Штернберг коротко мотнул головой, будто ему отвесили пощёчину, и исподлобья взглянул на сестру. На его скулах проступали яркие пунцовые пятна, и в точности такой же лихорадочный румянец горел на бледном лице Эвелин – из-за чего они стали очень похожи друг на друга.
– Что ж, если ты полагаешь, что это золото было для нас лишним, когда мы подыхали от нищеты… – процедил Штернберг.
– Что значит подыхать, ты лучше спроси у нашего нового соседа. Он сначала побывал в подвалах на Принц-Альбрехтштрассе, а потом больше полугода, до побега, провёл в Бухенвальде. Вот он тебе расскажет! Хотя лучше бы не рассказывал ничего, а просто-напросто плюнул тебе в глаза!
– Эвелин, – тихо сказала мать.
– Да, конечно. Зачем я всё это говорю. Кому я это говорю…

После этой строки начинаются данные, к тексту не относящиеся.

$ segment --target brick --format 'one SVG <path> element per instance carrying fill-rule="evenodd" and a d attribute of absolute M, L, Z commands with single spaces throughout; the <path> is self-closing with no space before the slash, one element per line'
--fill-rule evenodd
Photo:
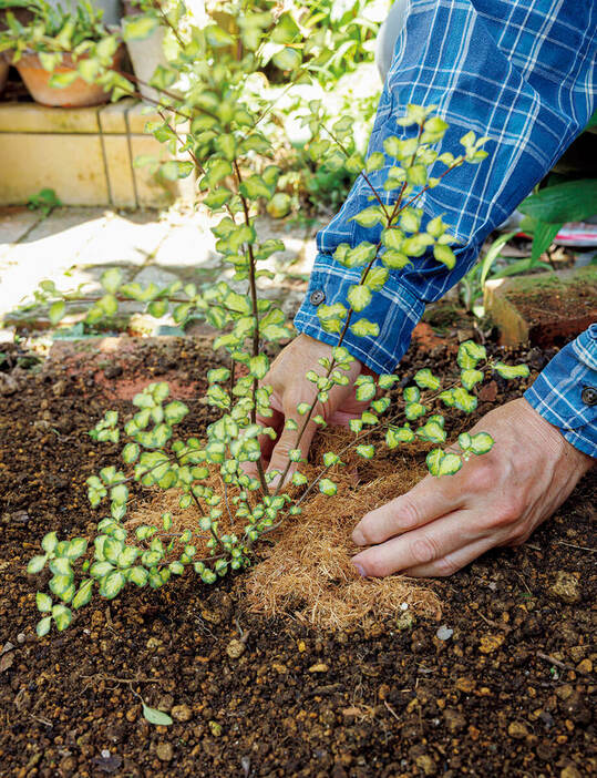
<path fill-rule="evenodd" d="M 102 133 L 114 135 L 126 135 L 126 113 L 135 104 L 132 98 L 119 100 L 117 103 L 110 103 L 99 109 L 100 126 Z"/>
<path fill-rule="evenodd" d="M 96 133 L 97 108 L 48 108 L 37 103 L 0 103 L 0 133 Z M 0 139 L 3 143 L 4 139 Z"/>
<path fill-rule="evenodd" d="M 496 278 L 484 306 L 502 346 L 563 346 L 597 319 L 597 268 Z"/>
<path fill-rule="evenodd" d="M 126 135 L 103 135 L 110 202 L 116 207 L 136 207 L 135 182 Z"/>
<path fill-rule="evenodd" d="M 0 205 L 25 203 L 42 188 L 64 205 L 110 202 L 99 135 L 3 133 L 0 170 Z"/>

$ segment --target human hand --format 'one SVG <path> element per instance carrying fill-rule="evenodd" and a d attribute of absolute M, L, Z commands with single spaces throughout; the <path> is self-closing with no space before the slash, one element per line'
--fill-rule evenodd
<path fill-rule="evenodd" d="M 297 406 L 301 402 L 311 405 L 316 398 L 317 389 L 306 375 L 309 370 L 323 373 L 318 359 L 332 358 L 332 347 L 308 335 L 299 335 L 276 357 L 267 375 L 261 381 L 265 386 L 271 386 L 270 406 L 274 414 L 270 417 L 257 416 L 257 423 L 261 427 L 272 427 L 276 431 L 276 440 L 268 436 L 259 437 L 261 448 L 261 463 L 268 472 L 279 470 L 284 473 L 288 464 L 288 455 L 291 449 L 299 448 L 301 458 L 306 459 L 313 436 L 318 429 L 317 422 L 312 419 L 320 414 L 328 424 L 348 426 L 350 419 L 360 418 L 361 413 L 369 406 L 369 402 L 358 401 L 354 395 L 354 381 L 361 373 L 373 375 L 358 359 L 351 364 L 349 370 L 343 370 L 349 381 L 346 386 L 334 386 L 329 393 L 327 402 L 316 401 L 311 419 L 307 423 L 305 432 L 297 446 L 297 436 L 305 423 L 305 416 L 297 411 Z M 298 430 L 290 430 L 285 427 L 288 419 L 292 419 L 298 424 Z M 291 478 L 297 469 L 292 463 L 288 470 L 287 480 Z M 257 465 L 254 462 L 244 464 L 246 473 L 257 478 Z M 271 485 L 275 488 L 279 479 L 274 479 Z"/>
<path fill-rule="evenodd" d="M 454 475 L 426 475 L 354 528 L 352 557 L 362 575 L 451 575 L 484 552 L 519 545 L 594 464 L 524 399 L 490 411 L 471 432 L 488 432 L 492 450 Z"/>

– Эвелин! – повторила мать.
Сестра вышла, хлопнув дверью. Мать молча посмотрела на него. А он глядел на лампу, на то, как в жёлтый абажур с налёту врезаются тёмные мохнатые ночницы, глупые слепые твари, рождённые для мрака, и отчего их так притягивает чуждый их природе свет, почему они так упорно стремятся к нему, каким неведомым чудом им представляется эта дурацкая лампа? Одна из бабочек залетела в круглое отверстие наверху колпака, побилась внутри и скоро вывалилась снизу с поджатыми к норковой грудке лапками, убитая жаром светильника. Штернберг трясущейся рукой потянулся к выключателю, стукнул по нему, не попал, стукнул снова, и комната погрузилась во тьму. Из темноты выплывали серые, сизые, белесоватые очертания предметов. За окном чуть слышно перешёптывалась листва. Мать сидела молча.